Last week, the same user who uploaded the Renaper information uploaded a set of data from users of The nose, a widely used site that offers “strategic citizen information” and includes addresses, documents, telephone numbers and other data such as employment relationships and financial records. This time, unlike the previous two, it sells driver’s license data.
In the event of this type of leak, the State should notify the Information Agency. Access to Public Information (AAIP). As a regulatory context, in 2022 Congress approved Convention 108 which, although it requires the specifications of other countries for it to come into force, also urges organizations to make these incidents public.

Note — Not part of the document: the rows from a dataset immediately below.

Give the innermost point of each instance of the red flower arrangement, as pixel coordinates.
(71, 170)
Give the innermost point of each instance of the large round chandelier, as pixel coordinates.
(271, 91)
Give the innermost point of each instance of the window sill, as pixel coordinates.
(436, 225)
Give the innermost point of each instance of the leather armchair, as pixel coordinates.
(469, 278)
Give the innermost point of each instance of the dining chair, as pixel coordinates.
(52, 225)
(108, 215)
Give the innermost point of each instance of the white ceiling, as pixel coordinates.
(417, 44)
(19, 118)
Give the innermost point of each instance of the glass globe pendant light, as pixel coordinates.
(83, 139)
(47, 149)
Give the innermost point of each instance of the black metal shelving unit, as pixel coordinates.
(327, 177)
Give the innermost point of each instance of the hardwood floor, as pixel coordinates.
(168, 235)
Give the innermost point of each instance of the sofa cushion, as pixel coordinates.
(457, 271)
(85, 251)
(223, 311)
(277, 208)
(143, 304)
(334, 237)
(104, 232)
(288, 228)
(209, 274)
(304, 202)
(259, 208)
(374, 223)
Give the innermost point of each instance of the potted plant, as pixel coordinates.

“Since 1999, there has been a CERT, or incident response team, in Argentina, and it recommends that National Public Administration agencies report their incidents. Unfortunately, there was never a communication campaign or sanction for non-compliance, not even after Administrative Decision 641 of 2021 that made this requirement mandatory,” explained Marcela Pallero, Head of the STIC Program at the Sadosky Foundation.
“It would be interesting to promote joint treatment by cybersecurity and personal data protection authorities of cases of leaks and incidents that affect personal data,” he added. Chile published its Cybersecurity Framework Law earlier this month, the first in Latin America, including privacy as a guiding principle.
Argentina thus adds a new incident of data leakage. In March 2022, a well-known ransomware group, Vice Society, published 30 thousand files with internal information from the Senate of the Nation. That same year, in September, the Buenos Aires Legislature was attacked by another well-known group in the underground (Play).
Unlike these cases, both Renaper and Nosis and now these driver’s licenses, were leaked by a single user and not an organized group.
The Government assured that “the computer security and legal teams are working on the matter together with the National Cybersecurity Directorate and the Incident Response Service Center (Cert.Ar) taking the appropriate actions.”